Rowdy Tellez said he felt the jitters Saturday before the first Triple-A game of his baseball career. No one would have guessed.
The top Toronto Blue Jays prospect on the Buffalo Bisons’ roster announced his arrival in town by hitting home runs on each of his first two at-bats.
The blasts led the Herd to a 4-2 Opening Day victory over the Scranton/Wilkes-Barre RailRiders on a crisp, sunny afternoon at Coca-Cola Field.
“I have butterflies every game, regardless what it is,” Tellez said. “I don’t know why, but it’s a good feeling. If I don’t feel like I have butterflies then something’s wrong.”
Tellez is an imposing, left-handed hitting first baseman from California. He was rated the No. 6 prospect in the Toronto Blue Jays organization by Baseball America and No. 5 by MLB.com.
Only 22, Tellez excelled for New Hampshire in his first exposure to Double-A last season. He hit .297 with a career-high 23 home runs. He ranked second in the Eastern League in on-base percentage (.387) and third in slugging (.530).
“Rowdy can cover the whole plate,” said Bisons manager Bobby Meacham. “He’s just developing his power. But he’s a really good hitter. You watch him in batting practice, he uses the whole field. I’m still trying to figure out why everybody shifts on him, because he hits a lot of ground balls to the left side, too. . . . He studies the game. He’s a good baserunner and he keeps working on his defense.”
At 6-foot-4 and 220 pounds, Tellez looks like a prototypical home-run hitter. Not really true, Meacham said.
“When I think home run hitter, I think 30, 40 home runs,” Meacham said. “I think he’s just developing his swing to where it drives the ball out of the ballpark.”
Tellez showed discipline on his first-at bat by taking a 3-1 fastball up and away to the opposite field. It carried well over the 371-foot mark in left center.
On his next at bat, he drilled a letter-high inside fastball that went like a bullet into the right-field bleachers.
“On a 3-1 count, I was looking for my pitch,” Tellez said. “And after I hit the fastball the other way, I figured they were going to come inside with a fastball.”
Tellez has risen steadily in the Jays’ system after being taken in the 30th round of the 2013 Draft. He is not viewed as an elite athlete for a top prospect. But he has fared reasonably well against left-handed pitching and he shows plate discipline. He doesn’t strike out a ton.

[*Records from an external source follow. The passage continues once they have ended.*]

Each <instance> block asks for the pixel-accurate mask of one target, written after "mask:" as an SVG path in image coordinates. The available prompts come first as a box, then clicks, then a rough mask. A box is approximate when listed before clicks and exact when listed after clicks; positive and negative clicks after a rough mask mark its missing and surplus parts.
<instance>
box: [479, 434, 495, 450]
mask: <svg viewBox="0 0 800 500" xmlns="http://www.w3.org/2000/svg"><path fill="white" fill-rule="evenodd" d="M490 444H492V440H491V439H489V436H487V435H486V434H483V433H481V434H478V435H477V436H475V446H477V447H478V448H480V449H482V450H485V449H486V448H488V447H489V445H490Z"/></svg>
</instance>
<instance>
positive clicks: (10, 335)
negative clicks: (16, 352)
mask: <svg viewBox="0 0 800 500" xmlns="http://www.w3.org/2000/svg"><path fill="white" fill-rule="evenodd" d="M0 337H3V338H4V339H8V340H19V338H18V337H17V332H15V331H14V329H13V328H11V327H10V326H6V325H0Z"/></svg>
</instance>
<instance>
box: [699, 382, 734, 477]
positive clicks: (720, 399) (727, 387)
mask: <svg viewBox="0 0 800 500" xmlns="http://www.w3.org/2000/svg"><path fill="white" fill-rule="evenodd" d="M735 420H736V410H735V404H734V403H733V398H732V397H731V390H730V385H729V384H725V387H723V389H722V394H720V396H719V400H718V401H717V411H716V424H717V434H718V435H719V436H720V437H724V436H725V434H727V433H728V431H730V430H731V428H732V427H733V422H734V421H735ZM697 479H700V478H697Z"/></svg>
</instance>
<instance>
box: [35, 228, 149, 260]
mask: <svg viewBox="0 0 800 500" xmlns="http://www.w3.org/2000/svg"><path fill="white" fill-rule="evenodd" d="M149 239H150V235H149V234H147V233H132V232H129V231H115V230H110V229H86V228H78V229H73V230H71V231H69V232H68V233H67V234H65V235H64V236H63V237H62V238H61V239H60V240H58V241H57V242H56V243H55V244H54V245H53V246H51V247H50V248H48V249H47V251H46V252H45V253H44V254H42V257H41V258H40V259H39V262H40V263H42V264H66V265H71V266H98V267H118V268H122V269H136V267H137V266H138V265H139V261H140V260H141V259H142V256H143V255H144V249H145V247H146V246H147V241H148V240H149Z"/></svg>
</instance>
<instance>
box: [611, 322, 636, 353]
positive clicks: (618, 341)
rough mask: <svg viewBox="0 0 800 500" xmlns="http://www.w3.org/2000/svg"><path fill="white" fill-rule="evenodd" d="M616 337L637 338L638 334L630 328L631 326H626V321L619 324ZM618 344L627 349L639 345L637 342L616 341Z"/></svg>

Tellez said he told himself not to treat his first Triple-A game as extra special.
“It’s all the same,” he said. “I tell myself it’s a game. I’m fortunate enough to play a game for a living. I just go out and have fun, play the game the right way. There’s nothing really to worry about.”
The long-term path to a big-league job for Tellez potentially got clearer in the offseason when Toronto lost star first baseman Edwin Encarnacion to Cleveland in free agency.
The last Bison to hit two homers on Opening Day game was Ernie Young in 2005.